In some possible embodiments, when the processor synthesizes the first target object and the to-be-processed image of each of the second target objects, and obtains a synthesized image, the processor is configured to:

respectively segmenting human body images of the human body targets from the images to be processed;

and fusing the segmented human body image into a background image for co-photography.
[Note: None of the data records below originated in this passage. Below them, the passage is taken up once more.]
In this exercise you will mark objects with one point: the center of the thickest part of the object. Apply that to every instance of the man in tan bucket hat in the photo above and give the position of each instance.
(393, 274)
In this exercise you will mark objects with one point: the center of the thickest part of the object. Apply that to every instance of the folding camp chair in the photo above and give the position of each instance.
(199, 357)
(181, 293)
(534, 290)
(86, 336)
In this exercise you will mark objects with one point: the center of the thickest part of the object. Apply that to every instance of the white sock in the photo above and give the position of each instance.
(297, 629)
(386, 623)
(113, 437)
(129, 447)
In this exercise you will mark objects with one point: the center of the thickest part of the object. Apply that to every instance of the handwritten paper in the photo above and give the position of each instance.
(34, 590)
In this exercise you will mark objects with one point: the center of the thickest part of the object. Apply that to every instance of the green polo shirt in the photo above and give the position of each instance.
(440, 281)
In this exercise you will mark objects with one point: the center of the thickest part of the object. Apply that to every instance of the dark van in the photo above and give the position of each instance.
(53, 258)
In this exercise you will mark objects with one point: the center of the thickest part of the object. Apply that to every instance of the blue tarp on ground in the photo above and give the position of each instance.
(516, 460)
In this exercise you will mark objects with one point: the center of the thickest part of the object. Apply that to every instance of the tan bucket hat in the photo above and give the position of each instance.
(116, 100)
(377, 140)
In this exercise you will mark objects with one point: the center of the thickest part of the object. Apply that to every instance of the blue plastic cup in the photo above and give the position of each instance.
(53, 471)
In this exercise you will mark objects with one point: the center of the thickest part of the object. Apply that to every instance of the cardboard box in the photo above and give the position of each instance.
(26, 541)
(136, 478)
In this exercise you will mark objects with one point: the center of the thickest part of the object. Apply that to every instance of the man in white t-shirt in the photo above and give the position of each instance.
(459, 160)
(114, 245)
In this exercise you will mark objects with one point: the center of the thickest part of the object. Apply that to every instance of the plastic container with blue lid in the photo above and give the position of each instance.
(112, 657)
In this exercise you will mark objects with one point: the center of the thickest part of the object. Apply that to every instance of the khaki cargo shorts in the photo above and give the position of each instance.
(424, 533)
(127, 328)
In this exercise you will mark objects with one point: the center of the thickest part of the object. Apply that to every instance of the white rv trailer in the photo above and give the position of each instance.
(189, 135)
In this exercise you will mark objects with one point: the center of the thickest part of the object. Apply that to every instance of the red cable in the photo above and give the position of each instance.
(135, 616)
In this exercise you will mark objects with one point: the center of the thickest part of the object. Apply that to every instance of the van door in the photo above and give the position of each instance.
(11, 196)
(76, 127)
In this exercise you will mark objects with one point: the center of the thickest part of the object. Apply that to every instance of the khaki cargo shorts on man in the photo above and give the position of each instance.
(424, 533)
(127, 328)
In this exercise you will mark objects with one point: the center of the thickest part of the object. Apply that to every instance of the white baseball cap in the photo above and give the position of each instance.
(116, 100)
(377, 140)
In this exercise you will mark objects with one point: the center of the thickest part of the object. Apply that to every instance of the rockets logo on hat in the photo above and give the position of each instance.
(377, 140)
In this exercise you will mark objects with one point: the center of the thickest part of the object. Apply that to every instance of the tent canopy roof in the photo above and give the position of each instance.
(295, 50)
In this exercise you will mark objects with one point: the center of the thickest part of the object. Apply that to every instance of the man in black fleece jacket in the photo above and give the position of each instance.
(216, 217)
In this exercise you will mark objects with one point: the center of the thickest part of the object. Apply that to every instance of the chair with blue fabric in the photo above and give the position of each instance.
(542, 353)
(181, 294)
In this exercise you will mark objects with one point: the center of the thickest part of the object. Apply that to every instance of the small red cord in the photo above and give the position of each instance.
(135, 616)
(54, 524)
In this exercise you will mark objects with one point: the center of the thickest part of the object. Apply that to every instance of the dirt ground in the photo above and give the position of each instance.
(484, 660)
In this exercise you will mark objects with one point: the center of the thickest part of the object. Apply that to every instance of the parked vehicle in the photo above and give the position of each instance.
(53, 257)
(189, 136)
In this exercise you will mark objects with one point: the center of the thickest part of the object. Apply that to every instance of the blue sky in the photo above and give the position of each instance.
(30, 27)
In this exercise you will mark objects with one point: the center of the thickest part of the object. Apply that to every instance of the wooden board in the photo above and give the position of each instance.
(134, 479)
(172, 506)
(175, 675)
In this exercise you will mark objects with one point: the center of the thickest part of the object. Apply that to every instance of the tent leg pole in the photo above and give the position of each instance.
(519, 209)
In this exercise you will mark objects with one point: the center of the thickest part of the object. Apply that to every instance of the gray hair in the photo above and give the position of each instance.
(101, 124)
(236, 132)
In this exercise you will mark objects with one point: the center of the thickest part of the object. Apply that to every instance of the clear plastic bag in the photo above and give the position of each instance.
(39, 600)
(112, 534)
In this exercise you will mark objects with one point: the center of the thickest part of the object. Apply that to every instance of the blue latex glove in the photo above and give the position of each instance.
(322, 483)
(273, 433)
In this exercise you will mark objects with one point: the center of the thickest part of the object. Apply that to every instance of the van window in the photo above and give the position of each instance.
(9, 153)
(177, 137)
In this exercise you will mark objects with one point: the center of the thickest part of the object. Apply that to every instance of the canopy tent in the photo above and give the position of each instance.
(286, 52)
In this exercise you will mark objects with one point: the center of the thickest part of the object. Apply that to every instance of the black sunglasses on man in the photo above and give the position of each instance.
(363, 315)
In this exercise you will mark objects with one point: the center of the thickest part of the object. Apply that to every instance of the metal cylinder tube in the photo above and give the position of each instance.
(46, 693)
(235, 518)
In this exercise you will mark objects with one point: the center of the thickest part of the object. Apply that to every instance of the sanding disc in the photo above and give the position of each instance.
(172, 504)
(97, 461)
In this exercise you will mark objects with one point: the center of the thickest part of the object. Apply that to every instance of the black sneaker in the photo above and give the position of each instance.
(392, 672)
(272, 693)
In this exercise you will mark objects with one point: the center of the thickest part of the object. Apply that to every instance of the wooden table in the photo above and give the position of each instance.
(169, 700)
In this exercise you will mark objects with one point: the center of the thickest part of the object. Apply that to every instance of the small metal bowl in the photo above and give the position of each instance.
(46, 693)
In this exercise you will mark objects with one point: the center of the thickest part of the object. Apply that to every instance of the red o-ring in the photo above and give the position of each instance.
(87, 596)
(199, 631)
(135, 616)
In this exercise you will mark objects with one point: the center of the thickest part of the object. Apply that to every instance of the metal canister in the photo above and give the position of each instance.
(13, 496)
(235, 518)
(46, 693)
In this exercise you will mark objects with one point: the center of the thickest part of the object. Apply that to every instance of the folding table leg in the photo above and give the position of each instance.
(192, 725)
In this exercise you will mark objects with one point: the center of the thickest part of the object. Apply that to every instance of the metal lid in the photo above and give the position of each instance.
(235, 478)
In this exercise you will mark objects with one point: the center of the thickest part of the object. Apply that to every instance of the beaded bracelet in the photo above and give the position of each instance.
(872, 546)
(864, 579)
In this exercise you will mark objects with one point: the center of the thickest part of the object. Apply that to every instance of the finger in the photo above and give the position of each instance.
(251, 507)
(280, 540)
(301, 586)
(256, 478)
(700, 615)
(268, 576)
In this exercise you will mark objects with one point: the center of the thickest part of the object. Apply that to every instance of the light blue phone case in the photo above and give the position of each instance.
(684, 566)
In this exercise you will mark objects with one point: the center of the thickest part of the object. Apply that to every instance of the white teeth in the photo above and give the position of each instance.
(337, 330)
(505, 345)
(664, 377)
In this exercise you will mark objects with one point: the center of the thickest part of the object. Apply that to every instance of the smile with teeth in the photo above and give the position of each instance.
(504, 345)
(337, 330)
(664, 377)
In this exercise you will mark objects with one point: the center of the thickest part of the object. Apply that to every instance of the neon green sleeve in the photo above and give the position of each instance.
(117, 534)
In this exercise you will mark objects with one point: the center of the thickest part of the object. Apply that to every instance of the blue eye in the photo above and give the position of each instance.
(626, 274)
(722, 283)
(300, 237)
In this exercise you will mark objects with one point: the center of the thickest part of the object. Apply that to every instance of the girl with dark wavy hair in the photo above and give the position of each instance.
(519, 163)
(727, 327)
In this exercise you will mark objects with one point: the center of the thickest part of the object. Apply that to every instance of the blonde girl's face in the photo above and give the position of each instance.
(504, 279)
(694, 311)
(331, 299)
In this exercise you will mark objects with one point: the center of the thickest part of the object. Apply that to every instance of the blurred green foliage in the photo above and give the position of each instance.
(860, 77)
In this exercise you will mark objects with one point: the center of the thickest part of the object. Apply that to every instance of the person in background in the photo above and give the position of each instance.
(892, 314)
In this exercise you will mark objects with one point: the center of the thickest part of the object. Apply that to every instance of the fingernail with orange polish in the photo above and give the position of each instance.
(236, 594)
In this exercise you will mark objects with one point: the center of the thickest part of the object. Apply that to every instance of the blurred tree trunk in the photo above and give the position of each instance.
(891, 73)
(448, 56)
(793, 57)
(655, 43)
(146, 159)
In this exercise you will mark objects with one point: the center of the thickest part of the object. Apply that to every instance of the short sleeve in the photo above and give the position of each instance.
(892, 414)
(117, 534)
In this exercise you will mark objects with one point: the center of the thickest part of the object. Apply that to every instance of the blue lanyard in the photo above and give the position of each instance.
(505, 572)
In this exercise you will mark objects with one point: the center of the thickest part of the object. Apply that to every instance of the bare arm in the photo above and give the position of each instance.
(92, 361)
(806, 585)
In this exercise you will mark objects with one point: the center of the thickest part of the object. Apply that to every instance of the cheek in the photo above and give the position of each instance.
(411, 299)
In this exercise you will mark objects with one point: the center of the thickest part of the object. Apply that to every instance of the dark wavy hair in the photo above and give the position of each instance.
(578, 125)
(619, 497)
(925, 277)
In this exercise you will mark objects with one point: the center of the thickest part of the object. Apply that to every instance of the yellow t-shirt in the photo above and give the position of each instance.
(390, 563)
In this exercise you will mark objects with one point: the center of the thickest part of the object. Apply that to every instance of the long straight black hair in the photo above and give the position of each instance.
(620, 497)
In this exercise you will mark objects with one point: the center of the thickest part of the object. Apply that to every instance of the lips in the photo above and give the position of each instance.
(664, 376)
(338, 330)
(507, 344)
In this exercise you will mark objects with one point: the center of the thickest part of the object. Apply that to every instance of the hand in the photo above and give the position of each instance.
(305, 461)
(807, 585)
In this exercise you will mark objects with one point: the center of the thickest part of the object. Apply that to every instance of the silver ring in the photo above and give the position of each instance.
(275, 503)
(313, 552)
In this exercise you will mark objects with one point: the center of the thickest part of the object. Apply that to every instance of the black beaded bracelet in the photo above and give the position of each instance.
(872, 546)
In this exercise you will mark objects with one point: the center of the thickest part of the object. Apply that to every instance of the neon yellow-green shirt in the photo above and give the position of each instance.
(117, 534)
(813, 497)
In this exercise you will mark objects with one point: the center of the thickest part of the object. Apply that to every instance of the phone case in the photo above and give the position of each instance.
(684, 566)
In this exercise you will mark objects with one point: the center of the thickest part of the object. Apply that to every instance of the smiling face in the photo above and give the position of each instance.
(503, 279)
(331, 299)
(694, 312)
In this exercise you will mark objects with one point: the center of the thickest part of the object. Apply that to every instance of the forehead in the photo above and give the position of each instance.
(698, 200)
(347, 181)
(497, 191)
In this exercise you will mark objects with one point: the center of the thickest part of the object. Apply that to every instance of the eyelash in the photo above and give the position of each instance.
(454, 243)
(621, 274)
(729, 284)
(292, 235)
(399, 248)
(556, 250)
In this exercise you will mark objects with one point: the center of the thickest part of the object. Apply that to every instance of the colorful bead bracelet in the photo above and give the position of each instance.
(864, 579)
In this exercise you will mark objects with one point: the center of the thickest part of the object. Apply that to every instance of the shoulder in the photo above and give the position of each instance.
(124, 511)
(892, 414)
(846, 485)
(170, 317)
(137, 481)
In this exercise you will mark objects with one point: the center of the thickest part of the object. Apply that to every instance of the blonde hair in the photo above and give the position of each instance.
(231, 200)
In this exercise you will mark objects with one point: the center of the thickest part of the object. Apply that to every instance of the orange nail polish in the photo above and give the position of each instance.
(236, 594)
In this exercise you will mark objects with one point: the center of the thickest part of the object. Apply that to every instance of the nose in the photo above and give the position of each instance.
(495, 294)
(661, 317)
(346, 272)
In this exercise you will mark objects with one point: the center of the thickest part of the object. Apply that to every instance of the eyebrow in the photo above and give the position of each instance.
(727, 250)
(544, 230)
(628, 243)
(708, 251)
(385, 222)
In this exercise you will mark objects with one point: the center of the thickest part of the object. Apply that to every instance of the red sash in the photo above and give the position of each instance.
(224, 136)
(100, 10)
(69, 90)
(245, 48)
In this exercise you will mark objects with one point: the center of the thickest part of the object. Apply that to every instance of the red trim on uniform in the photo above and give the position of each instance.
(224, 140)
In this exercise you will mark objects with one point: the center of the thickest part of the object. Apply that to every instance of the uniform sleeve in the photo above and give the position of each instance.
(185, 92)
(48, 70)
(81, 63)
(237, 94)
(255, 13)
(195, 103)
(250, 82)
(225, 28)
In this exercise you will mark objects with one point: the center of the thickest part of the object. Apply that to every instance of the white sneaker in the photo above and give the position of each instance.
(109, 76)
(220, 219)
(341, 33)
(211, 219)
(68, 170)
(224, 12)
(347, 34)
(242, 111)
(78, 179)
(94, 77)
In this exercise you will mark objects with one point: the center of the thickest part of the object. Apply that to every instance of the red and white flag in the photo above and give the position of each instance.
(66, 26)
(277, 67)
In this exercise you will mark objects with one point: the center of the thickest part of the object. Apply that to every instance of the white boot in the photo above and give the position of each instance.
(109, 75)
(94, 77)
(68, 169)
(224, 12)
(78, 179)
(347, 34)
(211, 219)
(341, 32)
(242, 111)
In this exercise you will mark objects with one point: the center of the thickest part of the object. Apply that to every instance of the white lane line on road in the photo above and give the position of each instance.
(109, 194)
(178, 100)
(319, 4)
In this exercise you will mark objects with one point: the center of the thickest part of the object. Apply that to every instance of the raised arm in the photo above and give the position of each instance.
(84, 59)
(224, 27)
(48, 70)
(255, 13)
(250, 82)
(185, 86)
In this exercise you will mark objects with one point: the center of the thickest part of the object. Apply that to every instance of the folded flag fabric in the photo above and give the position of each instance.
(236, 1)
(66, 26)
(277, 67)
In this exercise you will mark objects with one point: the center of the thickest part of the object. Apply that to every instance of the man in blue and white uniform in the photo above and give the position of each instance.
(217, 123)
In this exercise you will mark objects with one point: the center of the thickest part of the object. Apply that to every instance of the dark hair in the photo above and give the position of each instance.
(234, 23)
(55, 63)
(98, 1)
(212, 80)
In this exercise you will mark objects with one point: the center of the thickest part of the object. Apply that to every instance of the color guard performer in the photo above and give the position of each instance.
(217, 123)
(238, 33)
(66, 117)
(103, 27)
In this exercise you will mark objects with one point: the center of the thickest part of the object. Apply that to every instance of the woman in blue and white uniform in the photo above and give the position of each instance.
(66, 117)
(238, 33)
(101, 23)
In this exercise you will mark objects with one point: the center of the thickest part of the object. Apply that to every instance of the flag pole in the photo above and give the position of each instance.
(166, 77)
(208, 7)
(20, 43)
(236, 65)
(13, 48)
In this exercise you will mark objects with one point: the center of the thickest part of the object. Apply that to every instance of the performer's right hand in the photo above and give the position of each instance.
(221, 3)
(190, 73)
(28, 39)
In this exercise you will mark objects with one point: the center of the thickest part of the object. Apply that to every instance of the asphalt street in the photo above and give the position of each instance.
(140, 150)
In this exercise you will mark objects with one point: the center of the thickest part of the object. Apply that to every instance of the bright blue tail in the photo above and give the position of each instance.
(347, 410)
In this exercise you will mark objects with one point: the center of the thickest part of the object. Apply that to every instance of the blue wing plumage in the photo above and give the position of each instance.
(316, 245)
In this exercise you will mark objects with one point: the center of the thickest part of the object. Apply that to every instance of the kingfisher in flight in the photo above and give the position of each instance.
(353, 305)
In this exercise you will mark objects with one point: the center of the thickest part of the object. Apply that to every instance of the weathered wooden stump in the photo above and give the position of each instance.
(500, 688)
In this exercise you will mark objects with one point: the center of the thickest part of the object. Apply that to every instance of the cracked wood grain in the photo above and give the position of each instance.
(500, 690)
In some possible embodiments, the processor, when fusing the segmented human body image to a background image for co-photography, is configured to:

In some possible embodiments, the processor, when determining that the human target is in the composite region of the background image, is configured to:

counting the total number N of human body targets in all the images to be processed; n is a positive integer greater than or equal to 2;

In a third aspect, the present disclosure is also directed to an image processing method applied to an intelligent terminal, where the method includes:

in response to an image acquisition instruction triggered by the guide interface, acquiring an image to be processed of a first target object;

and receiving and displaying the composite image sent by the server.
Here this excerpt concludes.